DeepSightTM simplifies new customer onboarding. It aggregates position values (based on regulatory rules) easily. It can facilitate the setup of an exception and alert mechanism when threshold limits are breached. Overall, our solution saves unnecessary costs and efforts, and by eliminating challenges related to data profiling, data completeness, and data lineage, ensures compliance with established standards.
By integrating and configuring the customer source system using DeepSightTM automation tool and including steps such as data profiling, data completeness, transformation, and mapping data, the process is made smoother without any manual intervention.
The biggest benefit that you get with Magic FinServ is a less irksome and less time-consuming client onboarding (on the compliance system for investment monitoring). With analysts spending less time monitoring the tools, your teams can engage in more productive tasks and leave us to take care of how real-time data will be integrated in the system.
(B) Investment Monitoring: Private Equity (PE) Investment by Buy-Side Asset Manager (Acts a Limited Partner (LP)
Now let us take the specific case of Investment monitoring by the Endowment Investment Institute, which is a Limited Partner in private equity, venture capital, and private market investment funds.
DeepSightTM helps customers manage all requests and documents in a digital library. The strategy for managing documents is based on the company's investment fund strategy, making tracking, monitoring, and auditing processes easier.
It also helps customers manage and reconcile private equity fund cash flow information, along with other calculated values such as total commitment, funded commitment, recallable capital, and unfunded commitment for each private equity fund.
DeepSight's AI/ML-enabled automation solution for Private Equity Fund can create Delta or Comparison reports based on internal data reconciliation and generate reports related to the Private Investment's cash flow in a timely manner for each fund investment. It also creates alerts in case of any violations. It can also export information through an API or any other mechanism and generate reports using standard metrics.

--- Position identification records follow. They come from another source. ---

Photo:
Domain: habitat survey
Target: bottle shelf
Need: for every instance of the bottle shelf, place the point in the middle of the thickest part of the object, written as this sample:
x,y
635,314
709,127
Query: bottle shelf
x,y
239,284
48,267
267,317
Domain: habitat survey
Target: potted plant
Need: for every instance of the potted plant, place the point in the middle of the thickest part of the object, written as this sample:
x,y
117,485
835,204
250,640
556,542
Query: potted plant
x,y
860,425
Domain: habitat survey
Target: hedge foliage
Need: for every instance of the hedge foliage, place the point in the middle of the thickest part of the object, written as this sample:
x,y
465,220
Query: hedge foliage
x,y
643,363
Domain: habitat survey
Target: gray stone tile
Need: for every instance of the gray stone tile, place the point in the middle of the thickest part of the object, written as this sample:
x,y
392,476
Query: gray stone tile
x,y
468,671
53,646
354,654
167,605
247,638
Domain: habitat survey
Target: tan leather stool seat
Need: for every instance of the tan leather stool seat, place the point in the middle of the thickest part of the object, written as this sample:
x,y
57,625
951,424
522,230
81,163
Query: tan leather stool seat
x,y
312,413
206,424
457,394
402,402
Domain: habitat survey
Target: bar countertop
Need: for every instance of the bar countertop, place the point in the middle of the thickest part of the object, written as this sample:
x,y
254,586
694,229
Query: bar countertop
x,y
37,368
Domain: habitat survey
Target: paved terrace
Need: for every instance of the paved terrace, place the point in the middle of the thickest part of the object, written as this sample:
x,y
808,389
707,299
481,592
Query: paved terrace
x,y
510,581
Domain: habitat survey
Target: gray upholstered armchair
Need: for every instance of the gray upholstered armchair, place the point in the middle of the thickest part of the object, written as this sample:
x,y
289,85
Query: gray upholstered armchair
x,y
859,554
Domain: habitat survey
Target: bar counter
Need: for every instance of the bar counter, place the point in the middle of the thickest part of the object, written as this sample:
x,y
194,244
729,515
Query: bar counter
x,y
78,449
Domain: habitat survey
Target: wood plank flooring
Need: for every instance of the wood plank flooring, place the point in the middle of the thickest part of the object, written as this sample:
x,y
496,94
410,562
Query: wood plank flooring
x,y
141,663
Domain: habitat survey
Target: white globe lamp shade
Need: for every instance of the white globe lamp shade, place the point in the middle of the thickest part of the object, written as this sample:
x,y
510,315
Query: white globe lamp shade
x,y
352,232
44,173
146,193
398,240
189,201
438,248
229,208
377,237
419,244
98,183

Use case 3: Extract and reconcile data (from multiple sources) and carry out reporting for all the private equity investment cash flows and market value/fund performance:
With DeepSightTM 's automated solution, compliance, and investment performance teams can easily extract and reconcile all the cash flows and investment performance information from the structured and unstructured sources. Investment performance teams can also identify the delta and create an alert if the fund administrator fails to execute the order on time.